18 I think it appropriate that I should reflect the whole of the prisoner’s criminality in the sentence for the murder, passing concurrent sentences for the other offences. I consider this to be in conformity with the principles enunciated in Pearce v The Queen (1998) 72 ALJR 1416, and the difficulty with which the High Court was dealing in that case does not arise here. I approach the matter on the basis that this incident would have taken no more than a matter of minutes, although the fact remains that the prisoner drove his car into people on the roadway not once, but twice.
19 Counsel for the prisoner submitted that I should find special circumstances, so as to depart from the normal proportion between minimum and additional terms. For the reasons I have given, I do propose to deduct six months from the minimum term. However, I do not consider that any purpose would be served by a greater departure from the statutory ratio. The global sentence I have in mind is necessarily lengthy, and the additional term produced by the application of that ratio will be more than sufficient to encourage the prisoner’s rehabilitation.
20 Sentencing a young man for crimes as serious as this is never an easy task, and I have found this a particularly difficult exercise. The sentence I impose must reflect the gravity of the prisoner’s criminal conduct and the need for deterrence, while recognising his youth, his general good character and the community’s interest in his rehabilitation. He has asked that I take into account on a Form 1 three summary offences arising from the same incident: driving with the prescribed concentration of alcohol, unlicensed driving and failing to stop after an accident.

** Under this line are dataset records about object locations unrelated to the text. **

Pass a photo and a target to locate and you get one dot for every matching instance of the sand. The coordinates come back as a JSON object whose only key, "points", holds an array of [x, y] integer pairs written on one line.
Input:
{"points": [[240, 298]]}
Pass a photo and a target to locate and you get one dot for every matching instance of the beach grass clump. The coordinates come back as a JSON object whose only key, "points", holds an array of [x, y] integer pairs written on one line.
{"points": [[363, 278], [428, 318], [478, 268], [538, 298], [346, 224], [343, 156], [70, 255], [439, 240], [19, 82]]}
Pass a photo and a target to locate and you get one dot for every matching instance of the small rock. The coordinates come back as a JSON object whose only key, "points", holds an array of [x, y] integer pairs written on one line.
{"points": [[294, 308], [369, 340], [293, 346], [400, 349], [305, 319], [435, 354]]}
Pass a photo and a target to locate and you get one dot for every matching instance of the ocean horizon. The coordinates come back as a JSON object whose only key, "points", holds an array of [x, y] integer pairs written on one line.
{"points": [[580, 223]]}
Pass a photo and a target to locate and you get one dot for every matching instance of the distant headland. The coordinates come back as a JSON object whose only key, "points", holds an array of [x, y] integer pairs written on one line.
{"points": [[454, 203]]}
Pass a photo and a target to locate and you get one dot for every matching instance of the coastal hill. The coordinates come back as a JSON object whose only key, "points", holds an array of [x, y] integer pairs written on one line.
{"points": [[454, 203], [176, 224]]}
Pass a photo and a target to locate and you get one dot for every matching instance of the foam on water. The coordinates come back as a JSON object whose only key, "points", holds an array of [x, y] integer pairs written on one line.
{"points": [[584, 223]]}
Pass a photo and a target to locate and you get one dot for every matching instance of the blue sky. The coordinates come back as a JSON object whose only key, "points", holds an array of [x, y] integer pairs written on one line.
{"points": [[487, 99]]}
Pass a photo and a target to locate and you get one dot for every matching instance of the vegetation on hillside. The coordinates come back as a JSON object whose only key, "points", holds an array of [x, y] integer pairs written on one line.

21 I have determined that the total sentence must be penal servitude for twenty years, comprising a minimum term of fifteen years and an additional term of five years. Six months will be deducted from that minimum term. All sentences will date from the day of the verdicts, 16 June 1999, when the prisoner was returned to custody.
22 Brian Morgan Hall, on the charge of murder, and taking into account the matters on the Form 1, you are sentenced to penal servitude for nineteen years and six months. That sentence will comprise a minimum term of fourteen years and six months, commencing on 16 June 1999 and expiring on 15 December 2013, and an additional term of five years, commencing on 16 December 2013 and expiring on 15 December 2018. On the charge of maliciously wounding with intent to do grievous bodily harm and on each of the charges of maliciously inflicting grievous bodily harm with intent to do grievous bodily harm, you are sentenced to concurrent fixed terms of penal servitude for ten years, each commencing on 16 June 1999.
23 You will be eligible for release on parole on 16 December 2013. Of course, the question of your release on parole is a matter for the Parole Board, not for me. Your sentence will expire in its entirety on 15 December 2018.